2 - Il Movimento 5 Stelle Gubbio analizza il bando, come d’altronde ogni altro atto amministrativo pubblico e decide di presentare regolare interpellanza (consultabile a questo indirizzo). In sintesi si chiedevano chiarimenti sul compito della struttura, sul motivo per cui era richiesta proprio la figura di un ingegnere ed i criteri di scelta che sarebbero stati adottati, non ben definiti nel testo del bando.

Non si metteva in discussione la legittimità della scelta politica e dell'obiettivo: fin dalla campagna elettorale, noi del M5S dichiarammo che la scelta delle figure chiave da noi richieste per simili incarichi sarebbe avvenuta in base ai curricula pervenuti; inoltre uno degli obiettivi della struttura (i bandi europei) è un punto cardine del nostro programma.

3 - I tempi del bando erano strettissimi, pubblicato il 31 luglio con scadenza il 14 agosto. L’interpellanza non avrebbe mai portato ad una risposta scritta prima della scadenza cosi i consiglieri del movimento hanno chiesto ed ottenuto un appuntamento con il sindaco che ha chiarito che la selezione sarebbe avvenuta esclusivamente per merito e sarebbe stata motivata ampliamente, sia dalla pubblicazione del  curriculum vitae del candidato scelto che dalla motivazione della scelta da parte dello stesso sindaco Stirati.

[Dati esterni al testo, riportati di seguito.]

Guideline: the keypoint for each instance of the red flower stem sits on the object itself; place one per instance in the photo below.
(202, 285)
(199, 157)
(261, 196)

4 - A questo punto ritenendo chiariti i nostri dubbi abbiamo ritirato l'interpellanza a quel punto resasi inutile, informando tutti gli attivisti anche delle questioni che ritenevamo irrisolte.

5 - Dato che la scelta era imminente, abbiamo rimandato ulteriori azioni politiche una volta conosciute le motivazioni della scelta medesima. NON il nome del/la prescelto/a (ininfluente) ma le motivazioni a valle e che abbiamo sollecitato con recenti ed ulteriori atti formali ed articoli.

6 - Ulteriori e definitive valutazioni saranno poi tratte valutando l'operato della struttura in termini di spese sostenute a fronte di benefici ottenuti.

La scelta del Sindaco è alla fine ricaduta sull'Ing.Francesco Tosti, candidato per il M5S alle scorse elezioni 2014, persona competente e con un curriculum di indubbio peso, la cui autonoma vita professionale nulla ha a che fare con il Movimento.

Fin qui i fatti. L’iter seguito da parte nostra è la normale procedura di controllo che applichiamo a tutti gli atti prodotti dal comune (decine al mese); su questo in particolare abbiamo lavorato in maniera ancora più approfondita proprio per evitare qualsiasi ombra di conflitto di interessi.
Nel momento in cui riscontreremo anche la più piccola irregolarità o peggio un malaffare o dolo verso i cittadini tutti, allora si che ci faremo sentire forte nei media ed in ogni mezzo a nostra disposizione.

Tra l’altro invitiamo i lettori a riflettere che se dovesse passare la tesi che nessuno degli oltre trecento candidati debba avere mai a che fare con pubbliche selezioni, sarà difficile in eterno assumere anche un solo usciere a Gubbio.

Questa vicenda ci è altresì servita per valutare l’operato in Consiglio delle persone che ci stanno vicino e ci ha permesso di intuire chi si comporta seriamente per sostenere un cambiamento vero di rotta per questa città, persone con le quali è possibile interloquire e costruire, rispetto a chi, invece, trova la propria ragione d’essere nel sostenere un ruolo volutamente fuorviante dei fatti, sterile se non inutile e dannoso, come usare una forchetta per mangiare il brodo, brodo ormai allungato da tanto tempo e quindi insipido e stantio come certe illazioni.